We were walking home from the basketball court, sweaty, lurching, our headphones wrapped firmly around our head. It was just past 11 in the morning, and the air was already ribboned with an eye-stinging haze. The stink from the 99 Cent store on Fairfax was rising up out of the ground down the street, unholy, omnipresent. It drifted toward us as we walked past Molly Malone's. Frankie Valli was singing so sweetly in our ears, we didn't hear the man calling to us. Out of the corner of our right eye, he appeared–gray, bristled, and lean. The man was staring, waving a hand and moving his mouth. “What's that?” we asked, yanking the phones off our ears. He was suddenly audible. “I hope you're not doing anything active in this weather,” he said, grinning, coughing out the “ackkkk” as if it were stuck in his throat.

Then, as we stood in the center of the sidewalk, not knowing how to respond, he tossed his cigarette and walked back into the bar, sat down on his stool close to the doorway, took a sip from his beer, and, with foam collecting on his upper lip, turned his eyes up to the television screen. A minute later, we were seated three feet away from him, watching the same screen, a Budweiser in our hand and an order of wings on the way.

Like most unassuming, Irish-inflected sports bars, Molly Malone's suits the inactive soul.

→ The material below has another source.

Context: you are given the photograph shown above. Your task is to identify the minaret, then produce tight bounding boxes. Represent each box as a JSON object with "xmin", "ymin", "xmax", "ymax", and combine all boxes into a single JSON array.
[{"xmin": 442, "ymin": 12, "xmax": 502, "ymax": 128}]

While a round or two of darts is readily available if one wants to ask around, this sort of bar is best when there is nothing to do and no one to talk to–when there's just a game on a screen and some air-conditioning–and the only thing moving is the foam descending down the inside of a frosty pint glass. The wings aren't too bad either–halfway spicy and fried harder than mortar, a quality we actually kind of admire in a wing. Afternoons trump nights, when grouchy, slick-haired door dudes hold court and bands take the stage next door.